Item 3.03. Material Modification to Rights of Securityholders.

Reference is made to and is hereby incorporated by reference into this Item 3.03, the information set forth under "Item 1.01 Entry into a Material Definitive Agreement" relating to preferential rights of the Series A Shares as to dividends, distributions on dissolution and winding up and voting rights in relation to the rights of the Company's Common Stock. That information so incorporated by reference into this Item 3.03 is qualified in its entirety to the Certificate of Determination attached as Exhibit 3.01 to this Report.



Item 5.03. Amendment to Articles of Incorporation or Bylaws; Change in Fiscal Year.

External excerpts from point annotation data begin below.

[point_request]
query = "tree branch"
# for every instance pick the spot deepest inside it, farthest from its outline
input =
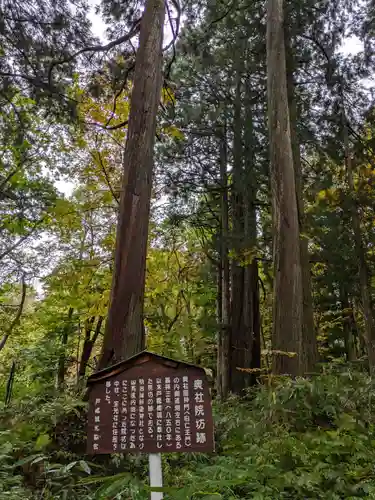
(97, 48)
(17, 317)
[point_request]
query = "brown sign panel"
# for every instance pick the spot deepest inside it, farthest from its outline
(150, 405)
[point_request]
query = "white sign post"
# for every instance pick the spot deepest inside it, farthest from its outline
(156, 475)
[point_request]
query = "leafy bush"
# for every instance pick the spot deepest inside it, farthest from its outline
(309, 439)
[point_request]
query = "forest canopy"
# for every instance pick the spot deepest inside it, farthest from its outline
(221, 212)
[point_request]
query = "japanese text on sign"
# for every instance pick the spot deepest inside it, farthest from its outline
(151, 414)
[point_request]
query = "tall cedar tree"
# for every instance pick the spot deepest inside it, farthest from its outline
(124, 333)
(288, 306)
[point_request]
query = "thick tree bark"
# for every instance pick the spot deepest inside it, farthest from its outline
(124, 333)
(224, 337)
(288, 306)
(310, 348)
(245, 324)
(363, 271)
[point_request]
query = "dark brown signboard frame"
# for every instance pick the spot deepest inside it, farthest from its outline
(150, 404)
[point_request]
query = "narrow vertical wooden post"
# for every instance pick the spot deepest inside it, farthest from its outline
(156, 475)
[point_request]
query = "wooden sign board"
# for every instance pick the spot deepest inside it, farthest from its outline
(150, 404)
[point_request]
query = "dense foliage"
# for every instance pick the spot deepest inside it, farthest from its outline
(253, 183)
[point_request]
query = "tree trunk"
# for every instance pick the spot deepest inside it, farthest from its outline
(288, 306)
(310, 348)
(363, 271)
(88, 344)
(67, 328)
(251, 276)
(224, 338)
(124, 333)
(347, 324)
(240, 342)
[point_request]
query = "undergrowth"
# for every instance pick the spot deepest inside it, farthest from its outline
(304, 439)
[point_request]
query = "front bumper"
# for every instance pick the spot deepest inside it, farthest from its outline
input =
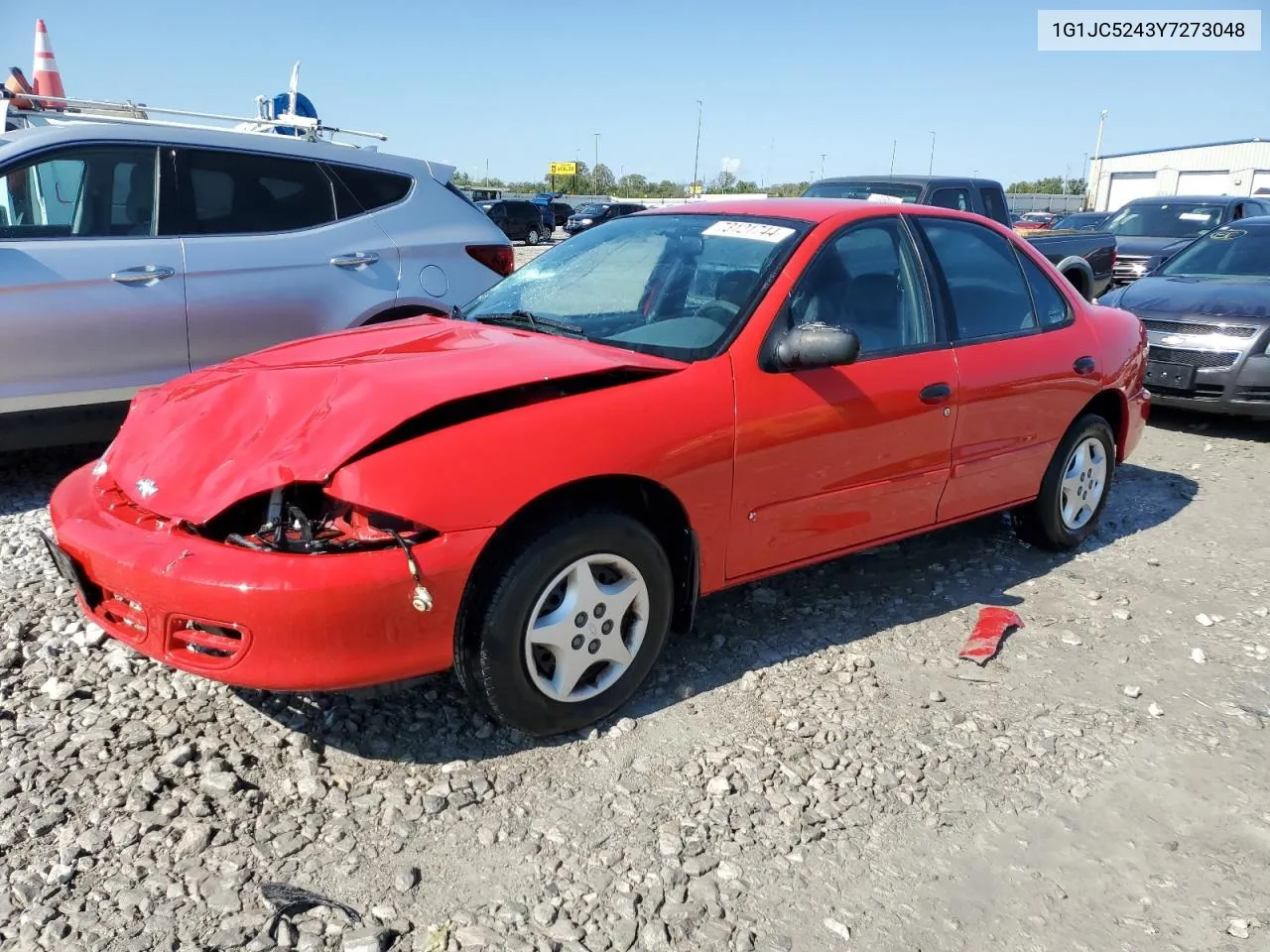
(261, 620)
(1233, 381)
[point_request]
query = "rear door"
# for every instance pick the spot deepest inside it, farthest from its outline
(839, 457)
(1026, 365)
(268, 259)
(91, 301)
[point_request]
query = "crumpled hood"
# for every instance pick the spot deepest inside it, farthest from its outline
(1210, 298)
(197, 444)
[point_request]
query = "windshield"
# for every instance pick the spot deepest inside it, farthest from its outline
(1165, 220)
(864, 189)
(1080, 222)
(1225, 253)
(668, 285)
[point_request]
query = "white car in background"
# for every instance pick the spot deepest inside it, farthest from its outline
(135, 252)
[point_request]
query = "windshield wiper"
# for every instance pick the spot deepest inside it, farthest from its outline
(524, 318)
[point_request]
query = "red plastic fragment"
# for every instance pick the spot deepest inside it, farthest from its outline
(988, 631)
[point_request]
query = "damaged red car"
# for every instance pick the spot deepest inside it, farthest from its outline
(538, 489)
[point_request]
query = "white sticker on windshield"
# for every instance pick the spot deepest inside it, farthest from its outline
(752, 230)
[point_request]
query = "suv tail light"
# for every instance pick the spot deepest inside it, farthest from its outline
(498, 258)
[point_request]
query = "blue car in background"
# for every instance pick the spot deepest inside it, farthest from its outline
(544, 200)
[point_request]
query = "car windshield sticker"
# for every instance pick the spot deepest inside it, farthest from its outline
(749, 230)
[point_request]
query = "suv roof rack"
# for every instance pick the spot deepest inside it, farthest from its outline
(287, 113)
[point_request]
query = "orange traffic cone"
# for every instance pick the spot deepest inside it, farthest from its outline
(46, 77)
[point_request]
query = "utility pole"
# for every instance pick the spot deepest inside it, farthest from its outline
(1097, 157)
(697, 157)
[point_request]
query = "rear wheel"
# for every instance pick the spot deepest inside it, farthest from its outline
(1074, 490)
(568, 629)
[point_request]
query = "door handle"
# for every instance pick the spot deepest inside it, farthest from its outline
(935, 394)
(145, 272)
(354, 261)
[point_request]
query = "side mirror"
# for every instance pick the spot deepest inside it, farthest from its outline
(816, 345)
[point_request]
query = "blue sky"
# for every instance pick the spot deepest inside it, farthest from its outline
(780, 82)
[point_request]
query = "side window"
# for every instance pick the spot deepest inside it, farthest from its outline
(1051, 304)
(239, 193)
(994, 204)
(82, 191)
(955, 198)
(985, 285)
(370, 189)
(869, 281)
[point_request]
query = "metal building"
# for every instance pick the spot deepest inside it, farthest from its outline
(1236, 168)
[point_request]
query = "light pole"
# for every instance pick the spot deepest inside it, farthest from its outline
(1097, 157)
(697, 157)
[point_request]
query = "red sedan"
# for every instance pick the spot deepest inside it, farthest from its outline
(536, 490)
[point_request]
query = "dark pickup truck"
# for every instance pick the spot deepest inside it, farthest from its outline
(1083, 258)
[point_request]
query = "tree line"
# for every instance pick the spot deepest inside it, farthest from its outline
(602, 181)
(1053, 185)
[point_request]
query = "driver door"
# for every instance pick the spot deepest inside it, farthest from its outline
(839, 457)
(91, 298)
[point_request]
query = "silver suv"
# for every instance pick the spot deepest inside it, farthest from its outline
(135, 252)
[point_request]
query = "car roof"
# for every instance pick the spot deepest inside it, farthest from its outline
(908, 179)
(806, 209)
(1206, 199)
(271, 143)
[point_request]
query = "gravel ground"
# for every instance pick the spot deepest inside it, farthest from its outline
(810, 770)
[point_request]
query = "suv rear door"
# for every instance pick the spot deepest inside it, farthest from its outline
(91, 301)
(271, 255)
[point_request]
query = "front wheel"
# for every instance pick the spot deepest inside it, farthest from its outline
(567, 631)
(1074, 490)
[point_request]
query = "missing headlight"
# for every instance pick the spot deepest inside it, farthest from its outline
(304, 520)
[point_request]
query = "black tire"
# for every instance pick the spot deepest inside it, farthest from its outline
(1040, 522)
(490, 660)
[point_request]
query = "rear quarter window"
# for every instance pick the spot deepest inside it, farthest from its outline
(370, 189)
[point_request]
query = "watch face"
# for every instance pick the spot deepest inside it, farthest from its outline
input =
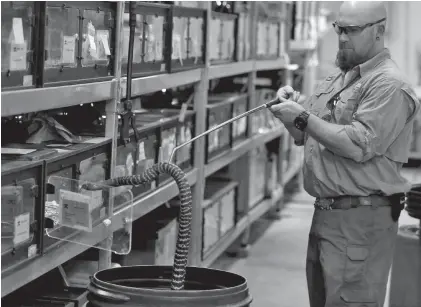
(300, 123)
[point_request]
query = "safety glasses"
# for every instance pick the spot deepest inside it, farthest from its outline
(353, 30)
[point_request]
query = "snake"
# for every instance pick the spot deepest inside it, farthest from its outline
(185, 214)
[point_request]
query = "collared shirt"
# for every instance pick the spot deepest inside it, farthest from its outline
(376, 107)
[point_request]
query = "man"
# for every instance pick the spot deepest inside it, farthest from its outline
(356, 131)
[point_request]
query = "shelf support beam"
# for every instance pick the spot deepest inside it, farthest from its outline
(200, 102)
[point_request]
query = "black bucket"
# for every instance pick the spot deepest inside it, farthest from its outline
(141, 286)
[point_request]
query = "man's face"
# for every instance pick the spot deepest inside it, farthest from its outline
(354, 46)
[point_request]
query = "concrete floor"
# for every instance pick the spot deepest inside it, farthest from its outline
(282, 245)
(275, 267)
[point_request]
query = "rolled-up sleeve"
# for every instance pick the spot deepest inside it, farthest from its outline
(380, 117)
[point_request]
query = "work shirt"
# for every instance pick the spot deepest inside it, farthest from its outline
(377, 109)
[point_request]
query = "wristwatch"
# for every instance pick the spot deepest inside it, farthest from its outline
(300, 122)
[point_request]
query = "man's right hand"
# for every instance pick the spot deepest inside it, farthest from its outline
(287, 92)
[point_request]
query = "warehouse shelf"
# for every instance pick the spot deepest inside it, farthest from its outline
(156, 83)
(415, 155)
(271, 64)
(418, 91)
(225, 242)
(305, 45)
(231, 69)
(65, 251)
(240, 150)
(15, 102)
(252, 216)
(112, 91)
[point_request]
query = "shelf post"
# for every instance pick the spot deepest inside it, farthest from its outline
(111, 128)
(200, 102)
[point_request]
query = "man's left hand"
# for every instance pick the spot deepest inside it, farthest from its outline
(287, 111)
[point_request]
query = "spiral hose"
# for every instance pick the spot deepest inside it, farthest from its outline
(185, 215)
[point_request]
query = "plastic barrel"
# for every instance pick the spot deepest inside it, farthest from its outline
(138, 286)
(405, 283)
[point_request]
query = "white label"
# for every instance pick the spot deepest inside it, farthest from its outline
(21, 233)
(27, 80)
(96, 198)
(18, 31)
(104, 41)
(16, 151)
(32, 251)
(183, 111)
(75, 211)
(18, 57)
(142, 154)
(68, 49)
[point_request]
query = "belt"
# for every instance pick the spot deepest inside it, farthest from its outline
(348, 202)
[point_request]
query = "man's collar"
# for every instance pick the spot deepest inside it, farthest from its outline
(369, 65)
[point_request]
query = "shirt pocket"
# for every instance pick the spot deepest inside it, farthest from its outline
(346, 107)
(322, 95)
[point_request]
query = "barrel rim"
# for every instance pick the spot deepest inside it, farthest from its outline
(106, 285)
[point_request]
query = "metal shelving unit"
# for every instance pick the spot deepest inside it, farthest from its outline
(17, 102)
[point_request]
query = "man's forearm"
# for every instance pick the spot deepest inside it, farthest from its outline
(334, 138)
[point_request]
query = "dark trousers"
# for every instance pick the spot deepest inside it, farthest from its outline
(349, 256)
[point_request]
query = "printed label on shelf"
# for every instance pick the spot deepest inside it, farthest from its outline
(27, 80)
(18, 56)
(18, 31)
(96, 198)
(16, 151)
(183, 111)
(142, 154)
(21, 233)
(68, 49)
(104, 41)
(32, 251)
(75, 211)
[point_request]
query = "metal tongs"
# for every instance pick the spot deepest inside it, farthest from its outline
(295, 97)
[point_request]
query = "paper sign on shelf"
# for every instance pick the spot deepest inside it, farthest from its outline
(68, 49)
(21, 233)
(18, 31)
(18, 56)
(92, 44)
(104, 41)
(75, 211)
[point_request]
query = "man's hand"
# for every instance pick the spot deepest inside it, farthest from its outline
(287, 111)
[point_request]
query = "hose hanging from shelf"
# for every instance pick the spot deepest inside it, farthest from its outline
(185, 214)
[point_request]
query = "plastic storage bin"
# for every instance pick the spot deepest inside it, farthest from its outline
(188, 38)
(21, 212)
(151, 47)
(240, 105)
(79, 42)
(87, 162)
(219, 213)
(18, 44)
(222, 37)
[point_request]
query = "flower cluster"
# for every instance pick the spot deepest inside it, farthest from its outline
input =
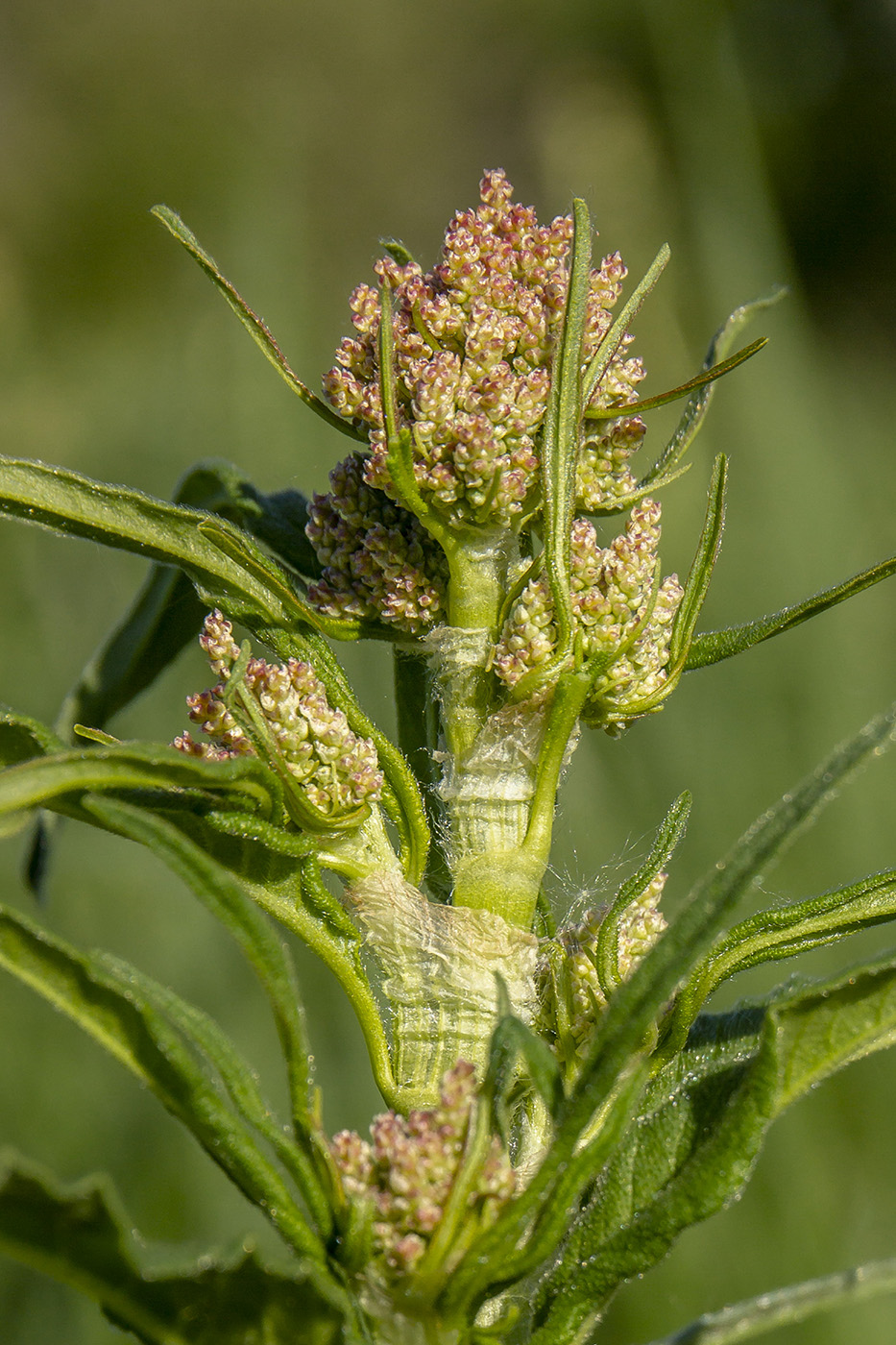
(473, 342)
(378, 562)
(584, 999)
(409, 1165)
(338, 770)
(618, 611)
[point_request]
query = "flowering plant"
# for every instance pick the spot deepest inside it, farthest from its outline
(560, 1103)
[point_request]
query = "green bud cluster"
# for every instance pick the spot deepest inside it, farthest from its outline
(406, 1170)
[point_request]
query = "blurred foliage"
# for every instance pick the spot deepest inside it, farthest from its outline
(291, 136)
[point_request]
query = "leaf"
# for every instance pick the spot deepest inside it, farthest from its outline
(254, 325)
(714, 646)
(222, 894)
(131, 521)
(240, 580)
(51, 780)
(784, 932)
(514, 1042)
(228, 867)
(697, 404)
(701, 572)
(206, 1039)
(712, 1127)
(610, 345)
(707, 376)
(665, 844)
(81, 1236)
(108, 1005)
(607, 1086)
(787, 1307)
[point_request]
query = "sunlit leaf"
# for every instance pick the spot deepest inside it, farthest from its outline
(80, 1235)
(251, 320)
(108, 1005)
(714, 646)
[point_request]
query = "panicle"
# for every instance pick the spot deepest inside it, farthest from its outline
(473, 343)
(618, 611)
(338, 770)
(640, 928)
(409, 1165)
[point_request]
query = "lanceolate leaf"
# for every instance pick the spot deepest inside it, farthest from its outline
(784, 932)
(674, 394)
(80, 1236)
(225, 868)
(694, 1147)
(110, 1009)
(240, 578)
(714, 646)
(701, 571)
(51, 780)
(254, 325)
(561, 433)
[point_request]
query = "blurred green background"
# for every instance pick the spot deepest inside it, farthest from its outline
(758, 138)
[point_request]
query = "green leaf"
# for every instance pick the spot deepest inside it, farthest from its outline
(561, 434)
(665, 844)
(714, 646)
(222, 894)
(610, 1079)
(81, 1236)
(700, 1134)
(238, 578)
(23, 737)
(697, 404)
(787, 1307)
(51, 780)
(171, 534)
(701, 571)
(784, 932)
(610, 345)
(514, 1042)
(108, 1005)
(225, 865)
(707, 376)
(254, 325)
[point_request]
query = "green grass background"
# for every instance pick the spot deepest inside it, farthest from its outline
(757, 137)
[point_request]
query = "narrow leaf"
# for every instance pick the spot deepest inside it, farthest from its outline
(714, 646)
(697, 404)
(120, 517)
(665, 844)
(561, 432)
(222, 894)
(47, 782)
(633, 1013)
(717, 1129)
(787, 1307)
(110, 1009)
(674, 394)
(785, 932)
(251, 320)
(80, 1236)
(701, 571)
(610, 345)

The filing of the Certificate of Determination in California is deemed to be an amendment to the Company's Articles of Incorporation and, accordingly, the information set forth under "Item 1.01 Entry into a Material Definitive Agreement" and the copy of the Certificate of Determination attached as Exhibit 3.1 to this Current Report are incorporated by reference into this Item 5.03.



Item 9.01. Financial Statements and Exhibits.

(d) Exhibits. The following exhibits are filed herewith.

Exhibit No.                                  Description

 3.1           Certificate of Determination of Rights, Preferences, Privileges and
               Restrictions of Series A Convertible 10% Cumulative Preferred Stock of
               Pacific Mercantile Bancorp.

 4.1           Form of Stock Certificate for the Series A Convertible 10% Cumulative
               Preferred Stock of Pacific Mercantile Bancorp.